Frustration with politics and government is everywhere. It is a deeper resentment and dissatisfaction than most of us have ever seen.
Why?
Because politics seems to ignore the things that concern us most. Some politicians seem more interested in fighting a sort of cultural civil war left over from the 1960s. What really concerns the country is our standard of living, the economic pressures on the middle class, the hopelessness of the poor.
Out of this despondency has come a book that expresses the black mood of the nation’s politics, yet inspires a vision of hope. E. J. Dionne, in his recent book “Why Americans Hate Politics”, captures this dissatisfaction more accurately than any other writer of the day.
Our schools are in trouble and our health care system is breaking down and millions of people are out of work. So why, Dionne asks, do liberals and conservatives keep talking about the same old things when the country wants to move on?
Fair enough. So let’s move on. Let’s quit bashing public servants and government the way Democrats and Republicans have lately been so fond of doing.
Let’s talk about the real problems of the nation. Let’s set an agenda for the 1990s that everybody ought to be able to agree on. Everybody, that is, except conservatives and liberals more interested in ideology than in helping people; except Democrats and Republicans more interested in partisan advantage than solving national problems.
That agenda has to include education, social security, health care, environment, and poverty. Let’s talk about education first, the others later.
Would it be too much to ask that we even begin to take education seriously? We certainly don’t now.
If we took education seriously, we would make it a full-time job. In the United States, students go to school about 180 days a year. In the industrial democracies with whom we compete, the school year is about 220 days a year. And the days are longer.
World events have given us an unprecedented chance to put thousands more superbly qualified teachers in the classroom in a matter of months, if only we are smart enough to do it.
We are in the midst of a major demobilization. In the next five to ten years, hundreds of thousands of men and women will be discharged from our armed services just when we need them desperately.
Many of them are already experienced instructors. Typically, they will have spent about one quarter of their military careers as either students or instructors. Here is a pool of able and disciplined citizens in whose training the nation has invested trillions of dollars over the last two decades.
Many of them will lack five years or so of service before they can qualify for military retirement.
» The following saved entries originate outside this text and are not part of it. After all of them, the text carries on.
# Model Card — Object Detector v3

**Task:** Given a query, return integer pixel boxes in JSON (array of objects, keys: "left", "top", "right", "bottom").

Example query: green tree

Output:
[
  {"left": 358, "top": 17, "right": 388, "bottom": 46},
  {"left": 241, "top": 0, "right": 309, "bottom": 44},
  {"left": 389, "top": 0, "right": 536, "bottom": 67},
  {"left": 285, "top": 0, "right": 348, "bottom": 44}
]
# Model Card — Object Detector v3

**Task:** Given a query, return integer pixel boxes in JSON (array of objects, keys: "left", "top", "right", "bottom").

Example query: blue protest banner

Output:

Why don’t we set up an Armed Forces Reserve Teacher Corps?
Qualified officers, senior non-commissioned officers, and specialists in critical fields would be given teacher training. They could then be discharged into the Teacher Corps and earn credit towards military retirement in their teaching years.
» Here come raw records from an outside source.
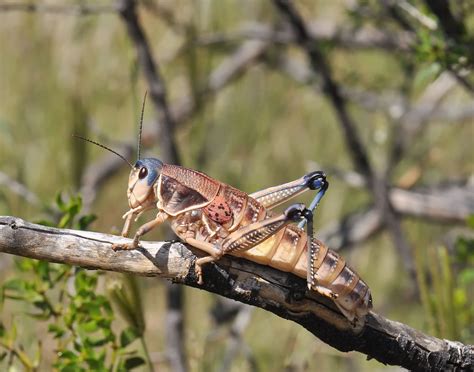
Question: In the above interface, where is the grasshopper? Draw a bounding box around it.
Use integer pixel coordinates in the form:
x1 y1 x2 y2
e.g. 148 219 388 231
76 103 372 322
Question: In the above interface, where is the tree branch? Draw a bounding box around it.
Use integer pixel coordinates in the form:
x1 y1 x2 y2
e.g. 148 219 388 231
0 2 117 15
0 171 41 206
196 21 413 51
424 0 466 40
319 181 474 251
0 216 472 371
The idea of using military personnel for a national purpose not directly related to warfare is hardly new. In 1957 Congress, spurred by Sputnik, poured hundreds of millions of dollars into public education under the National Defense Education Act.
In the 1940s and ’50s, we built our first national highway system and called it a defense project. James Fallows, writing in the August Atlantic, points out that we have used the Defense Advanced Research Projects Agency to foster the development of essential technology. We have used the Office of Naval Research to pay for research at our universities.
Senator Sam Nunn of Georgia, Chairman of the Senate Armed Services Committee, has long proposed a national service corps in which young men and women would work for their country in a variety of social services. The Reserve Teachers’ Corps would complement Sen. Nunn’s idea beautifully.
This idea is too simple. Conservatives will be against it because they would rather spend money on prisons than schools. Liberals will be against it because it threatens teacher unions.
And all it would do would be to put a lot of highly qualified teachers in the classroom when they might otherwise have trouble finding jobs.
Let’s use our military establishment to improve secondary education in the country. Let’s use the most effective schools our nation has to solve our most pressing national problem: public education.